We have the technology and scientific knowledge to collect more data in clinical trials than ever before, giving the potential for greater insights. But do we have too much of a good thing?
A January report from the Tufts Center for the Study of Drug Development (CSDD) found that the number of endpoints for Phase II and III protocols grew by 27% between 2009 and 2020. Studies also collect three times more data today than in 2009 and require almost twice as many distinct procedures.
While using fewer clinical endpoints may help simplify clinical workflow, operationally, clinical trials have the potential to become more complex as sponsors adopt decentralized clinical trial (DCT) models. With the integration of telehealth, remote patient monitoring, home health, wearables, and apps, along with clinical trial management systems (CTMSs) and data capture (EDC, eSource) platforms, the industry needs a way to ensure DCTs run smoothly and efficiently while maintaining budgets and timelines.
One solution lies in reducing reliance on third-party vendors. Not every clinical trial needs a full suite of solutions — direct data capture (DDC), eCOA, ePRO, and eConsent — to capture data during patient visits. And not every clinical trial sponsor or CRO needs full-service support from their data capture vendor. As an alternative to a comprehensive technology partnership, these organizations can work with vendors using a subscription-based model to bring more functions in-house. By doing so, they not only simplify operations, but also decrease costs, reduce risk, and improve efficiency.

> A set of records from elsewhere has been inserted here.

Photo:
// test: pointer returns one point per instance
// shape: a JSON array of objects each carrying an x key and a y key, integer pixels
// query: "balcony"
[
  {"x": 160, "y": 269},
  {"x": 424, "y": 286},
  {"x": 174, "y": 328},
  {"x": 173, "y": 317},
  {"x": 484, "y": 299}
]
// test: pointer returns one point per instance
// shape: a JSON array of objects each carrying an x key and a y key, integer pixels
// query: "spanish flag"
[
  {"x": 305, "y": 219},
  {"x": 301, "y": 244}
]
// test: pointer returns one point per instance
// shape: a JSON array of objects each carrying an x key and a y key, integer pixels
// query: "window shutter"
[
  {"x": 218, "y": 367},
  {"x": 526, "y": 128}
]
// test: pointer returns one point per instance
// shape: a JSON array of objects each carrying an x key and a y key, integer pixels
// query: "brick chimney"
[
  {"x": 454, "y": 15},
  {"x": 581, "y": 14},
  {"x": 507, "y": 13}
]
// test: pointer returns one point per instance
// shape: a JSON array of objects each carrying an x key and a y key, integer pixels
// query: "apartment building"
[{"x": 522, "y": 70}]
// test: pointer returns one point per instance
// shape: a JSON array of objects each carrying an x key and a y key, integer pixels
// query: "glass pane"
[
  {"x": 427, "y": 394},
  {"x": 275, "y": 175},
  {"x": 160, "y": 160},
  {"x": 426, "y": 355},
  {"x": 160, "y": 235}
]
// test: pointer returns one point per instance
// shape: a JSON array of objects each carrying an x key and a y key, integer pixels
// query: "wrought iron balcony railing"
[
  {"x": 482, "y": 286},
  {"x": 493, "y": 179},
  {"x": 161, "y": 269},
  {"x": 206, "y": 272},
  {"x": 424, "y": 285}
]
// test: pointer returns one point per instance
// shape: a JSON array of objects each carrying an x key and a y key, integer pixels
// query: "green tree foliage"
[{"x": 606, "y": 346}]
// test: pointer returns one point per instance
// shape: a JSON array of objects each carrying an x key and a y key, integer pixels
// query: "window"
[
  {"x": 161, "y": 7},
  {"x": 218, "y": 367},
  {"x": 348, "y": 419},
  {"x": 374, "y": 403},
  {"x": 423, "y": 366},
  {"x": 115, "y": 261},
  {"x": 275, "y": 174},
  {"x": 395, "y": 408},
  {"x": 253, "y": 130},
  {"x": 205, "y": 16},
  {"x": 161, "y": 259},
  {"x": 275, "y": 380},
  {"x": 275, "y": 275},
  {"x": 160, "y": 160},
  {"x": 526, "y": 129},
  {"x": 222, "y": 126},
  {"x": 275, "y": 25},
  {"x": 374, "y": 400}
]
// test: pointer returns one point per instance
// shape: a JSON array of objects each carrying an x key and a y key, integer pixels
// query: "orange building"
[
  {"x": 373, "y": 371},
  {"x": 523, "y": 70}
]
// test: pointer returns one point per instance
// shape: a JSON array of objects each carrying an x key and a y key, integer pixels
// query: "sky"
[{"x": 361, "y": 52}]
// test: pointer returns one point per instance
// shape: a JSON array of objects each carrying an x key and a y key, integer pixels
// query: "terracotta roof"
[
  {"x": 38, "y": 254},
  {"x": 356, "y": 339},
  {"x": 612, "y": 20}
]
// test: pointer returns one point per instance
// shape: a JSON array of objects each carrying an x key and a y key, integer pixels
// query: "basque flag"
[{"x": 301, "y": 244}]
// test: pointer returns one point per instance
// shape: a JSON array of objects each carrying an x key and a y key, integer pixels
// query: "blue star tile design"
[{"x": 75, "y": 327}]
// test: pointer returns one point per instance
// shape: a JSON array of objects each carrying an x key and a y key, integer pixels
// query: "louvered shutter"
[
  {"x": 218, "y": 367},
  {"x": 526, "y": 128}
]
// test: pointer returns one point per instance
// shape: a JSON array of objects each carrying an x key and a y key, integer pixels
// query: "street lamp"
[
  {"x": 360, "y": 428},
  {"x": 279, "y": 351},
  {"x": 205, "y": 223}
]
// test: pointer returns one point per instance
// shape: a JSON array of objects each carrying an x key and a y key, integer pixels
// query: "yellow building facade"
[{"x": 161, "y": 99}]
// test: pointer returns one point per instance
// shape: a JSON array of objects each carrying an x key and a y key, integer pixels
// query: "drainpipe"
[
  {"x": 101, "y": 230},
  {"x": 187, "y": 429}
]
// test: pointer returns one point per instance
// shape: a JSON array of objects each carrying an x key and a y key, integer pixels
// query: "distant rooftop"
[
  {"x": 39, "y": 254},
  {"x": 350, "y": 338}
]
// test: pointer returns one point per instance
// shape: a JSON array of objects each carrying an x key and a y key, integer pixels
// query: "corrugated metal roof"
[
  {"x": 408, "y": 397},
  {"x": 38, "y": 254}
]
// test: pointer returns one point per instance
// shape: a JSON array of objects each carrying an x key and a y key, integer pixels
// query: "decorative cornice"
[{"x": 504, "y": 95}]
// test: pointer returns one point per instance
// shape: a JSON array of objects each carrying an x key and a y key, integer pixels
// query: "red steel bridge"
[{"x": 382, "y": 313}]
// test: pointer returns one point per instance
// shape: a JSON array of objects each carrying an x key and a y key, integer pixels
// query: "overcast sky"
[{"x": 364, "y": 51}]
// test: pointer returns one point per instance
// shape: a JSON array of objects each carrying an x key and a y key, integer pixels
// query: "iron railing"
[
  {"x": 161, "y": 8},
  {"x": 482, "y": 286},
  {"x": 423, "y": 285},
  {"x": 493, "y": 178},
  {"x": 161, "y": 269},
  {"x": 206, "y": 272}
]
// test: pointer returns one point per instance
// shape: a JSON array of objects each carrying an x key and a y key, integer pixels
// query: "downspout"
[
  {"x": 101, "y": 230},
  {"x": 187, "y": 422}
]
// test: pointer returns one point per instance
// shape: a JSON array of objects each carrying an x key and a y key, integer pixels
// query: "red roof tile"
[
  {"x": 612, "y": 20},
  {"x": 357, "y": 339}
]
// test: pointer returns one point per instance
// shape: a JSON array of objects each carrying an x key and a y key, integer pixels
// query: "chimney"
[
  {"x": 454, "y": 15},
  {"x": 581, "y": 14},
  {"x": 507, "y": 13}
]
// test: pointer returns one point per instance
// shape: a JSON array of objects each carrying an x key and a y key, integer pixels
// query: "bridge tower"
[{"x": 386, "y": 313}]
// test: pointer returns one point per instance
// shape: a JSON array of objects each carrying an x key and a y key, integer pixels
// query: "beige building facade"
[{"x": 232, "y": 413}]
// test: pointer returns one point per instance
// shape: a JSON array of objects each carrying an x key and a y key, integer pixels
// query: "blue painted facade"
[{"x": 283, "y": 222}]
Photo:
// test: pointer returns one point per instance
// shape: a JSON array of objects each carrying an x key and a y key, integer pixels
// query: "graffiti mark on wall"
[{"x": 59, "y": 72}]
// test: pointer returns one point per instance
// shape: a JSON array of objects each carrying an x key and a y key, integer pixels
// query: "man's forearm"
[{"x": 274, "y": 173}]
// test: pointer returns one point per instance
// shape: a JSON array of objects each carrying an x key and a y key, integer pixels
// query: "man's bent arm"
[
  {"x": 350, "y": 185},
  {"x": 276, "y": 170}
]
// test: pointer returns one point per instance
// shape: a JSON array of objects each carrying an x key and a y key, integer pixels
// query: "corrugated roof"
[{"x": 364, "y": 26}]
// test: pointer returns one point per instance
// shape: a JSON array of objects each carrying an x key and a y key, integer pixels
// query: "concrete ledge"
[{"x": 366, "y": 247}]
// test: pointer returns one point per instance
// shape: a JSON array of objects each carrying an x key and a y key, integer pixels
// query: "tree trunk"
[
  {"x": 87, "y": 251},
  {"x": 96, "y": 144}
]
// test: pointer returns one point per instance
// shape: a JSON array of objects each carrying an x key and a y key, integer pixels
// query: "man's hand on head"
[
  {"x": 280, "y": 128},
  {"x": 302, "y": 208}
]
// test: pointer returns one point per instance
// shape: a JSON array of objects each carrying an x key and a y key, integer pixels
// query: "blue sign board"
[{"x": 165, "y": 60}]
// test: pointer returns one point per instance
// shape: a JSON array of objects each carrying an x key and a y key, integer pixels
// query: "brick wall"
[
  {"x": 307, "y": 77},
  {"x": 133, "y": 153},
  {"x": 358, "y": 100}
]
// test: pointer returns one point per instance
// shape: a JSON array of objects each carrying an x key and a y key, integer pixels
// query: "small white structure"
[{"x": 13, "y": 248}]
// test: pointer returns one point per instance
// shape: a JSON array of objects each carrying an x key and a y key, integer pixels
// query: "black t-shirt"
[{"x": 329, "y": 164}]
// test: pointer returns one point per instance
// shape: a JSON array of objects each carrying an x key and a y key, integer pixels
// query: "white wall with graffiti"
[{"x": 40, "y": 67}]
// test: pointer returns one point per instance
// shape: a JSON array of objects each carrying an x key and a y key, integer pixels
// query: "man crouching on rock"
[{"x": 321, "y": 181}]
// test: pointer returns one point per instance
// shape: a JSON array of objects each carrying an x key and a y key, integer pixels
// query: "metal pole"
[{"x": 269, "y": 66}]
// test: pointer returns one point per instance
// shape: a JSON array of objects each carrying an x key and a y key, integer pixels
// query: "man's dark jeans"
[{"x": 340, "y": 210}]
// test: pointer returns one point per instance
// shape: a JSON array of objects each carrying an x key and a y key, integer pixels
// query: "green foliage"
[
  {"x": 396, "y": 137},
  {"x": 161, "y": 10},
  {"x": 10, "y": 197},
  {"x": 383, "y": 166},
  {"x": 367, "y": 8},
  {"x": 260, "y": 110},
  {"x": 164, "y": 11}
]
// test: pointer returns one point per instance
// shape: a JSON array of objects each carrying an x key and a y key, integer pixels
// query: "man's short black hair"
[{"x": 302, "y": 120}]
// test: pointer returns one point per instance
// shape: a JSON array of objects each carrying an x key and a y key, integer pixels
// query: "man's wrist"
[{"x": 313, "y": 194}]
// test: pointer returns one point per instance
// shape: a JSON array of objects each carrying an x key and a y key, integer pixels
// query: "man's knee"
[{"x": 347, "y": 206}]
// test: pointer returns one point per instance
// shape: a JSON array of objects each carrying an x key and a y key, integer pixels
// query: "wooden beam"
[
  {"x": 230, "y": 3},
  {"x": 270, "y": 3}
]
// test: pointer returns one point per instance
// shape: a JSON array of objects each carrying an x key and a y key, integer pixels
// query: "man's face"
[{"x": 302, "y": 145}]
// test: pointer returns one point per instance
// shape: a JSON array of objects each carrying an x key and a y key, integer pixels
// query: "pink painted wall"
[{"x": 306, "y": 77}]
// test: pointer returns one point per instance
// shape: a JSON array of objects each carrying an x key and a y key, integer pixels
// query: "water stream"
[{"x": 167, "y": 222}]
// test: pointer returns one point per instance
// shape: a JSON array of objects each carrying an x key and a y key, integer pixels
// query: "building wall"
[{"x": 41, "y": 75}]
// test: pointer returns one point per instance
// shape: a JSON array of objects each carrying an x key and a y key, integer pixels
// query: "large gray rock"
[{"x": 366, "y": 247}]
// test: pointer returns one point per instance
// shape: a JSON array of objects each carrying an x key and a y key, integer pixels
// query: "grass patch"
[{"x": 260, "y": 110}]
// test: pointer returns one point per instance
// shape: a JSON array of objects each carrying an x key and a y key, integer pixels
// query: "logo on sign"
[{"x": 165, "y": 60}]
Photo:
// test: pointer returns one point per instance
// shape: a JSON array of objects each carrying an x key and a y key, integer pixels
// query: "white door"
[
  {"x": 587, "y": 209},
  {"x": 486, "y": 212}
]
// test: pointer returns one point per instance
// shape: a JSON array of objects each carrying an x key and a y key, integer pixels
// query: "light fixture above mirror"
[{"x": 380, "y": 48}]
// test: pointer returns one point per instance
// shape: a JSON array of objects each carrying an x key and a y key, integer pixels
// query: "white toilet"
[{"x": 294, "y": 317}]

A DIY Approach to Study Build
Organizations with internal IT resources can take advantage of a subscription-based model to build studies themselves. The sponsor or CRO would subscribe to the services they need, whether electronic patient-reported outcomes (ePRO), clinical outcome assessments (eCOA, ClinRO), informed consent (eConsent), bring your own device (BYOD) strategies, or translation support. The sponsor or CRO's internal team would then design and build the study using a combination of their own capabilities and the data capture vendor's technology.
By lessening reliance on the vendor, sponsors and CROs can benefit in the following ways:
- Flexibility and control. Allowing internal SMEs to weigh in on study build gives them more control over the process. Real-time data access (using an eSource platform) gives sponsors more control of their data.
- Efficiency and speed. A build-it-yourself approach decreases study startup time. Organizations don't have to rely on a vendor to complete certain steps, which allows them to move through the process faster.
- Cost savings. By subscribing to only the services and technology needed, organizations save on the cost typically required to license a full data capture platform. By using internal resources for the study build and deployment, they save even more.
- Drive additional revenue. CROs can create new revenue streams by initiating ePRO, eCOA, DDC, and/or a bring your own device (BYOD) strategy. They can bid on and win proposals previously lost to larger entities or companies that acquired technology companies.
- Data visibility and interoperability. Study teams can access and review clinical data immediately. By accessing data directly, they can run their own reports and drive their own insights.
Services and Support Available by Subscription
Tiered subscription-based models exist in many other industries. In many cases, they allow small businesses to use powerful software for a fraction of the Fortune 500-level price. Data capture platforms can do the same by offering a la carte eCOA, questionnaire libraries, and many other services plus support, at the level their customers need. This model reduces operational complexity while bringing efficiency and revenue gains.